Mas isso não é tudo.
Sem cometer a tolice de debitar tantos problemas na conta do atual governo, observo que o presidente Lula inicia seu segundo mandato com obedientes três quartos ou mais de apoio na Câmara, aliados carnais nas presidências da Câmara e do Senado e lúcida simpatia por parte dos governadores. E, aparentemente, já cogita se reforçar na área das comunicações, por meio de uma TV estatal.
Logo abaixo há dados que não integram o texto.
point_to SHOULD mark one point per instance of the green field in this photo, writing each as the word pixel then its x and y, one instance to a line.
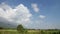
pixel 30 32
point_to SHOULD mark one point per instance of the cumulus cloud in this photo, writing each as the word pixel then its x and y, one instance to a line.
pixel 42 16
pixel 35 7
pixel 19 14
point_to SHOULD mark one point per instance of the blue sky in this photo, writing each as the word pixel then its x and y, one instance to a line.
pixel 45 15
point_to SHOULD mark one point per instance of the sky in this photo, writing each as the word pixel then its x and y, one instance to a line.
pixel 34 14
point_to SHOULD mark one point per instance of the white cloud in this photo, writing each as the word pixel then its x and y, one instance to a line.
pixel 42 16
pixel 35 7
pixel 19 14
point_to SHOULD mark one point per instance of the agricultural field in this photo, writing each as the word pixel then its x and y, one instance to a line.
pixel 30 32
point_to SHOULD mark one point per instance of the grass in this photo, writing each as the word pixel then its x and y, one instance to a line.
pixel 29 32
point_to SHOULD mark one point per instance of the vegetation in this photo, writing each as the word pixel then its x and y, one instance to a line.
pixel 21 30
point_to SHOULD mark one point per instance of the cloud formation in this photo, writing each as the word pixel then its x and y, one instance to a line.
pixel 35 7
pixel 19 14
pixel 42 16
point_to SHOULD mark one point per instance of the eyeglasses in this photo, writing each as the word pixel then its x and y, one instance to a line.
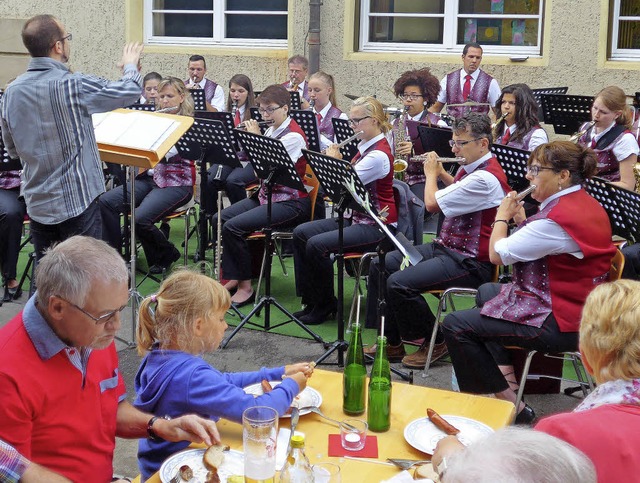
pixel 460 144
pixel 358 120
pixel 103 319
pixel 270 110
pixel 535 169
pixel 409 97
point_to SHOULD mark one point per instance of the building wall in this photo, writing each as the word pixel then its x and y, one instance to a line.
pixel 575 44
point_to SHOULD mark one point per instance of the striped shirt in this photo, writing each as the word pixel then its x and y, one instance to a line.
pixel 46 121
pixel 12 463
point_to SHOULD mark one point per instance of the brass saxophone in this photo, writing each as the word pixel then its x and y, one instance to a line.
pixel 400 163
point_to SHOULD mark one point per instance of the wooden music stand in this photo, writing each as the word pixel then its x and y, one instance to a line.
pixel 136 139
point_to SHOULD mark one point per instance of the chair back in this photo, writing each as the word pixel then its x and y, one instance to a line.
pixel 311 181
pixel 617 265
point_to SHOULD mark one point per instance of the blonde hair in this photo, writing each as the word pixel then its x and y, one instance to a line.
pixel 615 99
pixel 168 316
pixel 374 109
pixel 610 331
pixel 187 108
pixel 327 79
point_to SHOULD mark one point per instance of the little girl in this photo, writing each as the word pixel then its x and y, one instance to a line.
pixel 184 320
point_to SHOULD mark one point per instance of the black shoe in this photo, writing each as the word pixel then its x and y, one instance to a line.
pixel 320 313
pixel 526 417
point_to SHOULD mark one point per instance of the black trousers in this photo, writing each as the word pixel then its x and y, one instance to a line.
pixel 247 216
pixel 476 344
pixel 408 314
pixel 87 223
pixel 12 211
pixel 314 242
pixel 152 204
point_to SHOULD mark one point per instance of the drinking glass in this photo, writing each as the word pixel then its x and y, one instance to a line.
pixel 259 434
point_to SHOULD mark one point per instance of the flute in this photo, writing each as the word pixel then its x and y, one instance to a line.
pixel 268 122
pixel 524 193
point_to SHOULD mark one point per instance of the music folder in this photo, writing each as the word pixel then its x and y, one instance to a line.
pixel 137 138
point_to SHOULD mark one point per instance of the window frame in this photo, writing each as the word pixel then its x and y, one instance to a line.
pixel 450 26
pixel 616 52
pixel 219 39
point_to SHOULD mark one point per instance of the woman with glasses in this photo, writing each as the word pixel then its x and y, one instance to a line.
pixel 558 256
pixel 610 137
pixel 290 207
pixel 518 125
pixel 158 191
pixel 322 94
pixel 418 90
pixel 314 242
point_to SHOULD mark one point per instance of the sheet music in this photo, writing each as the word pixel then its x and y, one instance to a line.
pixel 134 130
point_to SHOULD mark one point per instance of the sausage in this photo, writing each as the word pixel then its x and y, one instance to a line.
pixel 266 387
pixel 441 424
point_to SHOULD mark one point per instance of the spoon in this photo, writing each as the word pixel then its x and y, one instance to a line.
pixel 315 409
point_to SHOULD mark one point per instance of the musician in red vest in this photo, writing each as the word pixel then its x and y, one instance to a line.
pixel 314 242
pixel 290 206
pixel 558 255
pixel 470 83
pixel 459 257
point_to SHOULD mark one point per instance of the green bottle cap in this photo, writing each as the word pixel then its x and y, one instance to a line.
pixel 297 441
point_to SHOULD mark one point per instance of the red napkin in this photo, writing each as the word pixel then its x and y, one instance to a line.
pixel 370 449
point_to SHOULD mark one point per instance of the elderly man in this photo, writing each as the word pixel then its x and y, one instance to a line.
pixel 459 257
pixel 470 83
pixel 46 122
pixel 63 397
pixel 213 93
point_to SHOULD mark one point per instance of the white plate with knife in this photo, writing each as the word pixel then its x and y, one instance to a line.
pixel 423 435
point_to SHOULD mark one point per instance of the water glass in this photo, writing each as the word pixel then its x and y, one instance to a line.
pixel 259 434
pixel 353 434
pixel 326 473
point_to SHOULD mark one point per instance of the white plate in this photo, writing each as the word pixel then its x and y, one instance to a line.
pixel 308 397
pixel 423 435
pixel 233 464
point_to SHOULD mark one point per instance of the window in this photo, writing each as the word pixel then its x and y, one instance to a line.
pixel 511 27
pixel 625 30
pixel 248 23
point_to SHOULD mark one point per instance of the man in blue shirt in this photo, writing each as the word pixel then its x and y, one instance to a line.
pixel 46 122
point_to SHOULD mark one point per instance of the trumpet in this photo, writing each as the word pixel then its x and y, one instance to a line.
pixel 579 134
pixel 400 166
pixel 268 122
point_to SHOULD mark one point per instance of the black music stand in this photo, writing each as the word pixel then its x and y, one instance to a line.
pixel 514 164
pixel 199 100
pixel 308 122
pixel 343 130
pixel 204 139
pixel 566 113
pixel 538 93
pixel 273 165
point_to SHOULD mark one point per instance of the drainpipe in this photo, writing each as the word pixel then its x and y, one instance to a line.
pixel 313 37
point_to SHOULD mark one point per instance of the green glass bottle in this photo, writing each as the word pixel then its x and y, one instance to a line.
pixel 379 407
pixel 354 378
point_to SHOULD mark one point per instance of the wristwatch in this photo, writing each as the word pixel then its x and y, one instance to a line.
pixel 442 467
pixel 152 434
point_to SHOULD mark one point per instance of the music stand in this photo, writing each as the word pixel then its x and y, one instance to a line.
pixel 566 113
pixel 538 93
pixel 514 164
pixel 199 100
pixel 272 164
pixel 308 122
pixel 296 102
pixel 343 130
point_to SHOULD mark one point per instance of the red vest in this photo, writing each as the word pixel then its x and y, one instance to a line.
pixel 469 234
pixel 46 413
pixel 559 283
pixel 380 190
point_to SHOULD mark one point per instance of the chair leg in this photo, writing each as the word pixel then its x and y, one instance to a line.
pixel 523 380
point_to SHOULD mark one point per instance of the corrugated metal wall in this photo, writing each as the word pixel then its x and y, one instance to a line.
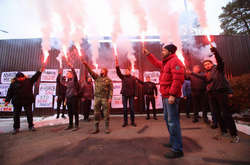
pixel 26 55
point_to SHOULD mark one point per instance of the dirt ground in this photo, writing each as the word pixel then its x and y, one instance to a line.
pixel 141 145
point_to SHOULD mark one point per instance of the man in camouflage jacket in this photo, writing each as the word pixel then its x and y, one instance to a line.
pixel 102 96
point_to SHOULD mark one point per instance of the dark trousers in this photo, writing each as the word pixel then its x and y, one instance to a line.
pixel 17 113
pixel 60 101
pixel 125 100
pixel 86 107
pixel 188 104
pixel 220 106
pixel 200 103
pixel 73 110
pixel 150 99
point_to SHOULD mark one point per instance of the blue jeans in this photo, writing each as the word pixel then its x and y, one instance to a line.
pixel 125 100
pixel 172 118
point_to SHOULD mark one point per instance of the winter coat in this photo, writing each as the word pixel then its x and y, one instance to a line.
pixel 216 80
pixel 60 86
pixel 171 74
pixel 87 91
pixel 149 88
pixel 186 88
pixel 128 84
pixel 103 85
pixel 198 85
pixel 21 92
pixel 72 86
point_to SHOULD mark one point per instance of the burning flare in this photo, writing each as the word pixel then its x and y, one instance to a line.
pixel 115 49
pixel 78 47
pixel 65 51
pixel 46 55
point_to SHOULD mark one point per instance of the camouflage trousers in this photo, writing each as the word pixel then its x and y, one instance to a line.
pixel 101 104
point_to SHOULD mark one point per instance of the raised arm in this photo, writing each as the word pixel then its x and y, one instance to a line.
pixel 157 63
pixel 10 94
pixel 91 72
pixel 118 72
pixel 155 89
pixel 219 60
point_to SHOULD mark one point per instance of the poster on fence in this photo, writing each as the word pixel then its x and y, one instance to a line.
pixel 47 89
pixel 55 103
pixel 3 108
pixel 76 70
pixel 154 76
pixel 117 88
pixel 117 101
pixel 44 101
pixel 158 100
pixel 49 75
pixel 4 89
pixel 7 76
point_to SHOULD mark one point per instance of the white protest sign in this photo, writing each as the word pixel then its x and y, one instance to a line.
pixel 7 76
pixel 3 108
pixel 44 101
pixel 4 89
pixel 49 75
pixel 47 89
pixel 154 76
pixel 117 101
pixel 117 88
pixel 76 70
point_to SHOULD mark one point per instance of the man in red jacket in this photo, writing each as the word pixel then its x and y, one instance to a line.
pixel 171 80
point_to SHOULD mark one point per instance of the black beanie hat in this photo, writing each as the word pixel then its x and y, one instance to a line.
pixel 19 74
pixel 171 48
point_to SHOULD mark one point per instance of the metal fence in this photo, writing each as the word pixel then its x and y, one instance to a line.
pixel 26 55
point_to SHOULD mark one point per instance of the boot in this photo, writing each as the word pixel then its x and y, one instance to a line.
pixel 96 129
pixel 107 130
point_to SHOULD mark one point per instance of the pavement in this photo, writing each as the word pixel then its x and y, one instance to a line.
pixel 141 145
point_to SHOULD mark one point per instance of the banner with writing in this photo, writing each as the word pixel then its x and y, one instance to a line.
pixel 49 75
pixel 44 101
pixel 4 89
pixel 6 77
pixel 47 89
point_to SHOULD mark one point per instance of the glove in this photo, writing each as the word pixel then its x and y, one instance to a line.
pixel 213 50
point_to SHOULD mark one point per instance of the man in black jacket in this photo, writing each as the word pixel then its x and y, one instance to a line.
pixel 150 92
pixel 219 92
pixel 128 92
pixel 20 94
pixel 198 93
pixel 87 95
pixel 72 97
pixel 60 92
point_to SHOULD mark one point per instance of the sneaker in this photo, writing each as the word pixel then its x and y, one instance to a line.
pixel 214 126
pixel 236 139
pixel 32 129
pixel 69 127
pixel 15 131
pixel 133 124
pixel 206 121
pixel 195 120
pixel 107 131
pixel 168 145
pixel 173 154
pixel 95 131
pixel 76 128
pixel 124 124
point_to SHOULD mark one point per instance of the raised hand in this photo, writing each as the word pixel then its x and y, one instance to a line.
pixel 146 51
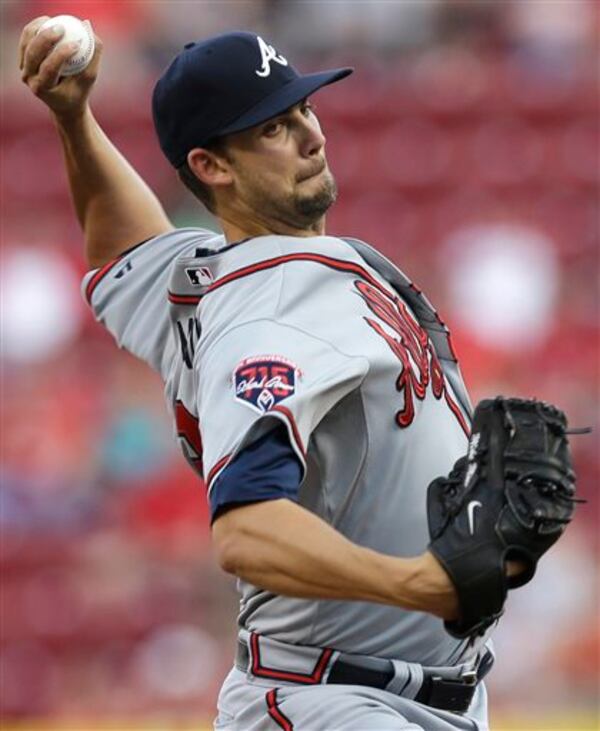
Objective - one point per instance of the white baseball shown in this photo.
(76, 31)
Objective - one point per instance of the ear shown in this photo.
(209, 167)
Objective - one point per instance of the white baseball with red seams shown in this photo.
(76, 31)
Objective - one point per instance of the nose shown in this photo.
(312, 139)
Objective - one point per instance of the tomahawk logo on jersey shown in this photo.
(359, 380)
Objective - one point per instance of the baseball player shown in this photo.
(313, 387)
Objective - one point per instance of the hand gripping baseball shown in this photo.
(41, 61)
(509, 499)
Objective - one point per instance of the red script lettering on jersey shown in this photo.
(412, 347)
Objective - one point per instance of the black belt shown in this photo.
(449, 694)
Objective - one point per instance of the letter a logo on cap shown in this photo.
(268, 54)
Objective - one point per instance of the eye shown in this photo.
(272, 128)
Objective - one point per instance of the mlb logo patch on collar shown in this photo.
(263, 381)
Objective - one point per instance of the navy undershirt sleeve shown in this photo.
(268, 469)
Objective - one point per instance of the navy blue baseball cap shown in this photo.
(226, 84)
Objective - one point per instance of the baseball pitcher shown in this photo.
(315, 391)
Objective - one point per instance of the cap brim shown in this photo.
(284, 98)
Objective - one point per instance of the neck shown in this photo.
(249, 228)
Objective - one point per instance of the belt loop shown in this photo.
(415, 681)
(401, 679)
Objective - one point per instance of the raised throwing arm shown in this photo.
(115, 207)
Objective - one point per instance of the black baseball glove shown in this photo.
(509, 499)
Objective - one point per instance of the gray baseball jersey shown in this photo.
(327, 337)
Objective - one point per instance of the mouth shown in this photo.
(312, 174)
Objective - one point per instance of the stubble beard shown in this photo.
(312, 208)
(303, 211)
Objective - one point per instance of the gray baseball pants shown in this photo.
(256, 704)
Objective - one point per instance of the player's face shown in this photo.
(280, 171)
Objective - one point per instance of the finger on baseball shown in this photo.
(91, 70)
(38, 48)
(29, 31)
(49, 71)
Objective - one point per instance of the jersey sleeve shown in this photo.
(263, 374)
(129, 295)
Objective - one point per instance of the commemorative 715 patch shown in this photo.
(265, 380)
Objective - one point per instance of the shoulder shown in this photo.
(149, 257)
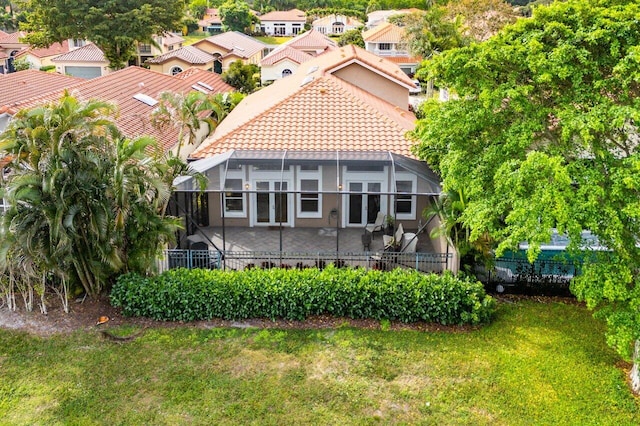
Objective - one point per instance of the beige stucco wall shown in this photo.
(376, 84)
(104, 68)
(166, 67)
(274, 72)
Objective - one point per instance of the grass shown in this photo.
(535, 364)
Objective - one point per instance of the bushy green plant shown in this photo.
(408, 296)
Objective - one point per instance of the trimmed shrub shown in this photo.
(294, 294)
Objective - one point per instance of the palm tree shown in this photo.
(188, 113)
(75, 190)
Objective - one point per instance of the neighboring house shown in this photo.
(211, 22)
(335, 24)
(232, 46)
(41, 57)
(283, 22)
(22, 86)
(85, 62)
(163, 44)
(4, 64)
(286, 58)
(388, 41)
(10, 46)
(379, 16)
(179, 60)
(135, 91)
(281, 63)
(339, 124)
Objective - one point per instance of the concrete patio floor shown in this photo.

No sentido oposto, o projeto institui a intervenção popular no processo decisório numa escala jamais praticada em nenhum país, por meio do chamado recall (revogação de mandatos por votação popular), instrumento não desprovido de lógica se aplicado em pequenas circunscrições eleitorais, com base no voto distrital puro, a fim de revogar mandatos de parlamentares, caso a caso. Mas a fórmula alvitrada pela OAB e pelo dr. Comparato vai muito além disso. Referendos revocatórios poderiam ser obrigatoriamente convocados pelo voto da maioria da Câmara ou mediante abaixo-assinados subscritos por 2% do total de eleitores. Para revogar qual ou quais mandatos? Resposta: todos. Tal engrenagem poderia ser acionada e mandar para casa, simultaneamente, todos os deputados e o próprio presidente da República (!) uma vez decorridos 12 meses das respectivas eleições. Nesse aspecto, é preciso convir que o egrégio colegiado da OAB operou prodígios. Transformou a antiquada espingardinha do recall numa "cortadora de margaridas", a temível "daisy cutter" que os americanos andaram despejando nos confins do Afeganistão.
Li e reli as ponderações do dr. Comparato com a atenção que merecem, mas não consegui exorcizar meus receios. Com a melhor das intenções, "ça va sans dire", o que o projeto me parece recomendar é um Executivo dotado de poderes ainda maiores que os atuais, com o contrapeso fiscalizador de um Legislativo reduzido à condição de pedinte andrajoso. Temo, realmente, que tais idéias desemboquem num populismo autoritário semelhante ao regime "bolivariano" do coronel Hugo Chávez, cujos supostos avanços democráticos recebem, aliás, rasgado elogio na justificação da proposta.

BOLÍVAR LAMOUNIER, 63, doutor em ciência política pela Universidade da Califórnia, Los Angeles (EUA), é consultor de empresas. É autor de, entre outras obras, "Da Independência a Lula: Dois Séculos de Política Brasileira" (Augurium Editora, 2005).